Although untested by the harsh economic changes at the time, the sector encountered the unexpected with the advent of COVID-19. The pandemic destabilised the global economy as every nation grappled with ways to curb the spread of the virus. Putting most economic activities on hold for months due to lockdowns and stay at home directives.
Regardless of this change, the Build to Rent sector was able to maintain its stability and stay afloat. Having proven to be a sturdy long-term investment, BTR has caught the attention of more global investors. There has been a significant influx of new investments in the sector since Q3, 2020.
Let’s examine what research and experts have stated in recent weeks about the strength and stability of the BTR sector.
Strength and Recovery of the BTR Market
Generally, the BTR sector experienced a slowdown in asset development and investment during Q2. Understandably so, due to the impact of COVID-19 that peaked during the second quarter. But, a strong rebound was expected in Q3. And, the sector indeed recovered with record stats. Savills, recorded a 70% increase in investment volume compared to that of the second quarter.

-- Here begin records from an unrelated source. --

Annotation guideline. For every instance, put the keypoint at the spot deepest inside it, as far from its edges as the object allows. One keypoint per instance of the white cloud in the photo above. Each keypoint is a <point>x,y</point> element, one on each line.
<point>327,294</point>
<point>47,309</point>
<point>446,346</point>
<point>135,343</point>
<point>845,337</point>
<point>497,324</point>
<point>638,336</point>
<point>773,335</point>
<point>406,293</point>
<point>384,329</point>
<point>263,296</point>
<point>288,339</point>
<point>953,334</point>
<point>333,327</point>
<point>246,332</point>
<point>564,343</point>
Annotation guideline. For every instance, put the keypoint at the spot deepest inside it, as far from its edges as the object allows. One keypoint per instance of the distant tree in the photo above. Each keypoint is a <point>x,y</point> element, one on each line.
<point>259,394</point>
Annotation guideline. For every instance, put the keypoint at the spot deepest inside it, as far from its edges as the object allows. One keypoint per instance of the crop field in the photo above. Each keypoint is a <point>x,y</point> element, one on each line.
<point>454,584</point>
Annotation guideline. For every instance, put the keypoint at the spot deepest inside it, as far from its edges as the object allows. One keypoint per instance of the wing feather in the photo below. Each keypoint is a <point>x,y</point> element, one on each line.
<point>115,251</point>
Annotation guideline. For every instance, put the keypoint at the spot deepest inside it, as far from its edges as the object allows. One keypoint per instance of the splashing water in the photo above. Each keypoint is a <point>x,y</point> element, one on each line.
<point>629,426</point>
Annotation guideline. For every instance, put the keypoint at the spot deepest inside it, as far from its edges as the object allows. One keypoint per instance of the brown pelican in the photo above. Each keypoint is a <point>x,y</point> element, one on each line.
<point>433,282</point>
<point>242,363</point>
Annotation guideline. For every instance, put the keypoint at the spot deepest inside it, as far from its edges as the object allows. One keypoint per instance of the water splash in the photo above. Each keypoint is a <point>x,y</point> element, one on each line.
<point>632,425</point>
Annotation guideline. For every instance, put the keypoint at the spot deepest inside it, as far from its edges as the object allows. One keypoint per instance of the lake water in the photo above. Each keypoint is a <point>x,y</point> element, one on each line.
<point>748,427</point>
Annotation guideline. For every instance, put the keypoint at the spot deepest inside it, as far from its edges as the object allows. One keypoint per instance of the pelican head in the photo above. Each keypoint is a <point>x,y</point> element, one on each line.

The investment volume of the third quarter has been said to be the highest quarterly investment in the sector ever. With over £1.8bn of capital deployed. Savills also estimate the current investment volume in Q3, to match the total volume deployed for the year 2019. With Q4 still left to go ― we are looking at record high numbers despite significant setbacks. The Build to Rent sector keeps on showing positive signs of overcoming uncertainties.
New Investors Update
Whilst existing investors are heavily committed to investing in the growth of BTR (with about £900m worth of forward-funding). The third-quarter has witnessed the influx of new capital from global property investors deploying significant capital. And, many more investors interested in investing capital in the UK Build to Rent sector for the first time.
In August, property investor and developer Oxford Group and Delancey Real Estate’s joint company Delancey Oxford Residential (DOOR), secured the investment from two new investors, Allianz and Local Pensions Partnership. Investing £260m and £150m respectively. The investment is set to fund Get Living’s existing pipeline development – catapulting their position in the BTR market.
AXA, a major global investor in rental residential assets first showed interest in the UK BTR sector in 2014. The firm is finally taking its first plunge into the UK BTR market. This was finalised in Q3 when AXA purchased Dolphin Square in London for £850m. One of the largest deals for a single UK residential asset yet.
Also, the recent joint venture between Sigma Capital and Swedish Firm EQT Real Estate was finalised in Q3 and is estimated to be worth £1bn. This partnership is targeted to initially provide 3,000 Build to Rent Units across London.
Pipeline Updates
According to the Knight Frank & HomeViews Multi-housing report, the current number of Build to Rent units completed or near completion stands at 46,178, with 43,554 units still under construction. Also, planning permission has been granted for a further 40,796 units. Planning permission was granted for 17 BTR schemes in Q3 alone. The 17 have a collective capacity of 4,800-unit.
This brings the total of Build to Rent units in the UK complete, under construction, and planning permissions, to 130,528. Build to Rent construction activities in the third quarter has recovered astonishingly well with an estimated 70% increase on the stats of the second quarter, as recorded by Savills.
Conclusion
The Build to Rent sector continues to thrive even in the face of global challenges. With the current figures, the sector is bound to use the impacts of the pandemic as a springboard. Helping it to attain a reputation as a strong and reliable long-term investment. This is evident with the influx of new global investors in the UK looking to place themselves in a key area within the promising sector.